C'est pourquoi elle est aujourd'hui observée à la fois avec curiosité et inquiétude. C'est aussi pourquoi ses partenaires européens gardent un regard attentif sur le déroulement de ses élections et réfléchissent à ce qu'elles impliqueraient pour la France et pour l'Union avec qui elle partage un sort commun en de nombreux domaines, si un fâcheux concours de circonstances amenait à la tête du pays un pouvoir hostile à la construction européenne. Ce serait d'autant plus préoccupant que l'Union est fragile, en crise économique, financière et politique. Un changement radical de cap à Paris provoquerait un séisme d'une magnitude inconnue.

Réunis en un Sommet à 27, les pays de l'Union se sont accordés sur une posture dure face au Brexit. Ils ne pouvaient se permettre une autre attitude.
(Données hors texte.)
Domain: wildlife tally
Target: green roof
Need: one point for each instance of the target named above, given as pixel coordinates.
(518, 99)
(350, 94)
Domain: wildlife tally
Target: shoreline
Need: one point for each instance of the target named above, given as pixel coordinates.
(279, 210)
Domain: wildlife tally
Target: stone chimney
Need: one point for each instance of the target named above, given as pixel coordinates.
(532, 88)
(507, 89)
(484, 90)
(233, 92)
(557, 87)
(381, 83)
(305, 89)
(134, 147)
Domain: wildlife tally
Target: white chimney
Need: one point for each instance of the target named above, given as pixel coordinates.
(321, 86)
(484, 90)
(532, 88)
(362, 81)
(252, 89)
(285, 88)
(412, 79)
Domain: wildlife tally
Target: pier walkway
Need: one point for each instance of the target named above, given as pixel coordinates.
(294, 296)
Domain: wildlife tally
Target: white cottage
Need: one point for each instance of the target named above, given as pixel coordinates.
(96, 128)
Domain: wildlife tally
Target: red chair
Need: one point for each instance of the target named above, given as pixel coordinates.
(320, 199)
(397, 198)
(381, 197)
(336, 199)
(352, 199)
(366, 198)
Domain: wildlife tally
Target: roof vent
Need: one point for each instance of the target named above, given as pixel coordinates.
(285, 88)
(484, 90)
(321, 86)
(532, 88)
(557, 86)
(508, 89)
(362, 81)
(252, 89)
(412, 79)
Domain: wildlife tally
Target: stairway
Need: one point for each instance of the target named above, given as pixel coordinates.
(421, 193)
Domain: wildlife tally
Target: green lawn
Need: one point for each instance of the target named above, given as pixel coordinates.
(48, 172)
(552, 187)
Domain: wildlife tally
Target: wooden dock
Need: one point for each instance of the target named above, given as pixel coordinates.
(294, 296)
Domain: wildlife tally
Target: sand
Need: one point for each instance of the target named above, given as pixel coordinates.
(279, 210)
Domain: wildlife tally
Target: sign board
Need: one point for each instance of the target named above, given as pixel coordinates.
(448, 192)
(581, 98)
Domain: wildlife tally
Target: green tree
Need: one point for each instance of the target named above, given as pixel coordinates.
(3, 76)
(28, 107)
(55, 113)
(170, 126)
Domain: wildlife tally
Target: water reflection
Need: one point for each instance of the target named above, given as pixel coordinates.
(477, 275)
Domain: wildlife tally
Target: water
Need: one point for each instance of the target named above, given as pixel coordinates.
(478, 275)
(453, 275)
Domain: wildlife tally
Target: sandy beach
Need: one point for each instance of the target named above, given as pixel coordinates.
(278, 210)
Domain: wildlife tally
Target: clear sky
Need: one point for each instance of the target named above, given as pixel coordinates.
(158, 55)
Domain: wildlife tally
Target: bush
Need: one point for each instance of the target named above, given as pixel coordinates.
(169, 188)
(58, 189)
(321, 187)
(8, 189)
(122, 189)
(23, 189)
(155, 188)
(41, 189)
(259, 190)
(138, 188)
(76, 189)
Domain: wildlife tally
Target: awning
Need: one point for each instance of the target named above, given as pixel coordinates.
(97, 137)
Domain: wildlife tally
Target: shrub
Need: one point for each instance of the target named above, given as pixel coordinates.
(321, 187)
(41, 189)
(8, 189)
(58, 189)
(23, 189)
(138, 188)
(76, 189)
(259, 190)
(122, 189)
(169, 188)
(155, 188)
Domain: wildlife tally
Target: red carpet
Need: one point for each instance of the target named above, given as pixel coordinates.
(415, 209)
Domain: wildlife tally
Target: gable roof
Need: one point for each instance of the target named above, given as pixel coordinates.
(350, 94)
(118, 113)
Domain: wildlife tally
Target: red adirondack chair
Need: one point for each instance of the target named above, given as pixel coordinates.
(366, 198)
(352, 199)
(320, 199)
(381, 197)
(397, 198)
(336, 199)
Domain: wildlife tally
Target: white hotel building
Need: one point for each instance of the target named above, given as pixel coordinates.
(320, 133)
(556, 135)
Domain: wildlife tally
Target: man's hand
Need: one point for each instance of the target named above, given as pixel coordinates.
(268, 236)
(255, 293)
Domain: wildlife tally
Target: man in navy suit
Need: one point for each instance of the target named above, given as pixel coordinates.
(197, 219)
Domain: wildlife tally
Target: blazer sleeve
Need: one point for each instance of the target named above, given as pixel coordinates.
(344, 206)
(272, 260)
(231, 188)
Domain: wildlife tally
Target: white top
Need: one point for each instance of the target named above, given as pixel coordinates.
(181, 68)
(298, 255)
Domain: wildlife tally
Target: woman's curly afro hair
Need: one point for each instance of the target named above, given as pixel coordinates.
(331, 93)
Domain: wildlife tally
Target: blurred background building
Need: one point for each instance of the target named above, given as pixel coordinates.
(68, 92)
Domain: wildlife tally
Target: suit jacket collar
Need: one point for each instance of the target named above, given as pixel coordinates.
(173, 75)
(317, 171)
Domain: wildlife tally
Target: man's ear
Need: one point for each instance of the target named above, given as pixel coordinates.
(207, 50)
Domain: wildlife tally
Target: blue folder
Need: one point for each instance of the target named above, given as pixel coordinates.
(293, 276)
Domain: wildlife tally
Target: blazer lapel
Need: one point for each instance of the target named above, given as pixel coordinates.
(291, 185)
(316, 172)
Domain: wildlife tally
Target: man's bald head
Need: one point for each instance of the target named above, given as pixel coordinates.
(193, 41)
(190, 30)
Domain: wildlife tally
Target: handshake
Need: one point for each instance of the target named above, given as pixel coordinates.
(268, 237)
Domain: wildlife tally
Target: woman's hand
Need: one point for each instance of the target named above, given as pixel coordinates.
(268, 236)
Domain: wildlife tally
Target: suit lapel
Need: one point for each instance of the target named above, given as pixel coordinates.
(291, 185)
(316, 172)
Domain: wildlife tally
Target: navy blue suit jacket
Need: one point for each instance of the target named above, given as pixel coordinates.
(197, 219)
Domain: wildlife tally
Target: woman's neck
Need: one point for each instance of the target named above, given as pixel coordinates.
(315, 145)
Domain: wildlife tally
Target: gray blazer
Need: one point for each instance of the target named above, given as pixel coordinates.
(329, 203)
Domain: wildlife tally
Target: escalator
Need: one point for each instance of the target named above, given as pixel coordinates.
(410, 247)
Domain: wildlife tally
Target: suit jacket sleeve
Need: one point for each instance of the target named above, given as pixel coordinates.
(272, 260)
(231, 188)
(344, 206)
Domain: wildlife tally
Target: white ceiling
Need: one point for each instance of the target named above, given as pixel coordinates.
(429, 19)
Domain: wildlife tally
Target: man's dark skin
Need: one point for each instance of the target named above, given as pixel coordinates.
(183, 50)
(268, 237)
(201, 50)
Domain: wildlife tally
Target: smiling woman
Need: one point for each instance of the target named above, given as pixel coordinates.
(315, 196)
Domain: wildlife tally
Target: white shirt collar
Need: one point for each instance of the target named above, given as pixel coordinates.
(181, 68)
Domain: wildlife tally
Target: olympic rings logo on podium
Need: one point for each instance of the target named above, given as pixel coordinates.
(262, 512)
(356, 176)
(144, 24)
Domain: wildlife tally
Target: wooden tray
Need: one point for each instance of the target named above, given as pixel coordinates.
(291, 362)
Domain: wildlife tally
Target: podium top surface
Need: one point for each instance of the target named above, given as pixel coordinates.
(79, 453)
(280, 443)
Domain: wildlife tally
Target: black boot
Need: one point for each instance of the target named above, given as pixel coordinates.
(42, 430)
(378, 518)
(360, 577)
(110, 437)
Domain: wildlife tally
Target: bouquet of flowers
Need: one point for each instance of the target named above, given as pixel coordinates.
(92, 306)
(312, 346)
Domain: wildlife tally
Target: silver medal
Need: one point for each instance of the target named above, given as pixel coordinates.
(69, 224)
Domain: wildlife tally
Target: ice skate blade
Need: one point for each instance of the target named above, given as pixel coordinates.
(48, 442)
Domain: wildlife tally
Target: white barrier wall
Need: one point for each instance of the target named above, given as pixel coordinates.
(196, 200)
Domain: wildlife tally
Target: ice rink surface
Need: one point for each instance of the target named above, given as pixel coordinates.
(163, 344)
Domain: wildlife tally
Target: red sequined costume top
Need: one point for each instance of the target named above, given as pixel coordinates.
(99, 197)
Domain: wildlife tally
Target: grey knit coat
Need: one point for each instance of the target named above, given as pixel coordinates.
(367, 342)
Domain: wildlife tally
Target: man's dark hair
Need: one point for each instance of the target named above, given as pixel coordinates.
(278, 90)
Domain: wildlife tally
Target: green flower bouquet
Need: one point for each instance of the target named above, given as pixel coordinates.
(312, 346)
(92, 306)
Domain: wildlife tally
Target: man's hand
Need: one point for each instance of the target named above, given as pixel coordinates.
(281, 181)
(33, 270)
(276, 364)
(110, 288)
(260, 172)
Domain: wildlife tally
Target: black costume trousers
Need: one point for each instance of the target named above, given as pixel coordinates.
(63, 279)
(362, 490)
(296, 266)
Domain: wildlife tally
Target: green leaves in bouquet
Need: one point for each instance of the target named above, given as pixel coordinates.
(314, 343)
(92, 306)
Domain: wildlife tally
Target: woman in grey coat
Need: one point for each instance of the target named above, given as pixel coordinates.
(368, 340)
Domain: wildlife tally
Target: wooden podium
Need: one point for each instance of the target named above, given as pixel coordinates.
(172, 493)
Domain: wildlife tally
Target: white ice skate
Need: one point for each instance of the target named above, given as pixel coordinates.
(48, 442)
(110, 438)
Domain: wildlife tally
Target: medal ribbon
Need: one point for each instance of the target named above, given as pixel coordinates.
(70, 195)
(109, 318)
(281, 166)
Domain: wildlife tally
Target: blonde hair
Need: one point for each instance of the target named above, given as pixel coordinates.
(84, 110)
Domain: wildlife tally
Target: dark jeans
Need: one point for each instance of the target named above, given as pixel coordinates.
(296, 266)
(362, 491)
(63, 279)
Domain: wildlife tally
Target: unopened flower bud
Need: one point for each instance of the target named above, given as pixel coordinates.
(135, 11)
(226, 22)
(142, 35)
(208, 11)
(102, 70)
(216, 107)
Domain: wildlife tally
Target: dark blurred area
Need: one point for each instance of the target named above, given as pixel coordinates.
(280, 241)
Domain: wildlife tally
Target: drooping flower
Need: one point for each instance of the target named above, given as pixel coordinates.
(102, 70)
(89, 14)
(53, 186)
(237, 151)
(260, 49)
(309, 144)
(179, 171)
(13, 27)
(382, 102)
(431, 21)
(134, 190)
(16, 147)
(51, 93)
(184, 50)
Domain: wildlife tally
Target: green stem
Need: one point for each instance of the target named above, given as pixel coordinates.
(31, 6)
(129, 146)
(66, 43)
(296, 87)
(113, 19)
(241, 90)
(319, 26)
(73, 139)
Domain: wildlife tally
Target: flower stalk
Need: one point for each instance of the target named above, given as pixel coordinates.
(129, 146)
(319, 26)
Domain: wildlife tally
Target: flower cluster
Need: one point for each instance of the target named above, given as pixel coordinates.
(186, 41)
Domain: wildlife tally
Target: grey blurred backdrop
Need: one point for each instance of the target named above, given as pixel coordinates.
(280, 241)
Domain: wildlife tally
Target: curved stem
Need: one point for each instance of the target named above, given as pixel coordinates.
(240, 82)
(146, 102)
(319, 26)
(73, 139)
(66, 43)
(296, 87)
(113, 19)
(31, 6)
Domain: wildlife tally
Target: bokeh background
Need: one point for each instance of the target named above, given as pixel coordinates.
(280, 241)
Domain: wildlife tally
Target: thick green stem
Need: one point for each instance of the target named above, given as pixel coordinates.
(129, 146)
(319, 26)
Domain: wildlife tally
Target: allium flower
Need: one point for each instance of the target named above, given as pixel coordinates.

La Grande Bretagne, malgré les soutiens qu'elle possède au sein de l'Europe continentale et sur les autres rives de l'Atlantique, aura bien du mal à tirer tout le parti qu'elle espère des prochaines négociations avec la Commission. Il fut un temps possible à Londres d'espérer quitter l'Union et maintenir les mêmes avantages attachés au statut de membre. C'est un luxe que l'Europe ne peut plus se permettre.

* Un, pour dissuader tout autre pays de faire le même choix. Personne ne peut se prévaloir de l'idée qu'être à l'intérieur ou à l'extérieur de l'Union reviendrait au même et confère les mêmes privilèges. Mieux, être à l'extérieur donne aux pays qui la quittent des avantages comparatifs (fiscaux, sociaux, financiers?) et leur épargne les inconvénients d'une association coûteuse et excessivement normative.

* Deux, pour ne pas encourager et favoriser la prolifération et l'expansion des partis eurosceptiques, souverainistes, notamment d'extrême droite, en créditant l'argument que l'Europe des Nations souveraines est plus conforme à la volonté des peuples qu'une Europe intégrée et unie sous une direction unique.

Une telle aménité aboutirait à l'éclatement définitif de l'utopie européenne. On ne peut quitter l'euro sans quitter l'Union et on ne peut quitter l'Union sans renvoyer l'Europe loin dans un passé mortifère que les générations passées avaient juré de ne plus connaître.

Pendant ce temps-là au large de la Corée, un Trump dangereusement facétieux s'apprête à déclencher une troisième guerre mondiale.

Note :

[1] Slogan lancé par des lycéens qui manifestaient leur dépit dans les rues des villes de France dès l'annonce des résultats du premier tour des présidentielles.

[2] La présidente du FN est une plagiaire patentée. Lors de son meeting du 1er mai à Villepinte (Seine-Saint-Denis), M. Le Pen a repris mot pour mot, des passages du discours prononcé par F. Fillon le 17 avril au Puy-en-Velay. Le 1er mai 2015, au pied de la statue de Jeanne d'Arc, elle empruntait le discours que sa nièce consacra en juillet 2014 à la commémoration de la bataille de Bouvines (1214).

[3] Il s'agit de l'hommage national rendu mardi au policier Xavier Jugelé, assassiné la semaine précédente sur les Champs-Elysées par un présumé djihadiste.